When a company asks you to sign mandatory binding arbitration, and is open about it, said company will often explain the arbitration process. One of the things commonly cited is that it is cheaper than going through the public judicial system. Actually, this is not always true. You have to pay fees in order to instigate the process, and these fees can be several hundred US dollars (USD). There are some organizations that offer free non-binding arbitration, such as the Better Business Bureau, but they are considered “first resort” solutions, and their decisions can be easily appealed or overturned.
Unfortunately what businesses may be banking on when they request you agree to mandatory binding arbitration is that lack of available money will keep you from bringing claims against them. If some service or product has resulted in financial damage, you may be in no position to pay fees to a private arbitrator. While companies claim this may help to reduce lawsuits that are malicious and unfounded, consumer activists argue that limiting access by setting up a cost-based system keeps some consumers with legitimate grievances from seeking redress. Critics of this alternate method of solving legal disputes also point to the fact that companies seldom enter into mandatory binding arbitration agreements with other companies, suggesting they see this system as a means of limiting their power to appeal.
There have been some attempts on the federal and state level to cap fees private arbitrators may charge for their services. Additionally some bills have been proposed that would limit the circumstances under which mandatory binding arbitration can be used. Individual states in the US tend to be more successful at limiting arbitration (as between an employee and employer) than has the US government.

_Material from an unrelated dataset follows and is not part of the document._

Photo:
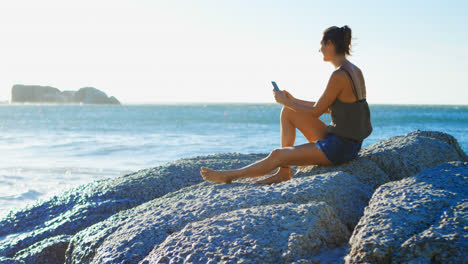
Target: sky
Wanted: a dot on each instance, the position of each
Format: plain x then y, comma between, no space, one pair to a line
142,51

The question for the consumer remains as to whether you should sign a binding arbitration agreement. It really depends upon the circumstances. Some companies may deny you sales or service if you won’t sign one. A new doctor may not treat you, or a company may not hire you unless you sign such an agreement. You have to weigh in the balance the importance of the transaction you’re making or work into which you may be entering when you limit your legal rights in this fashion.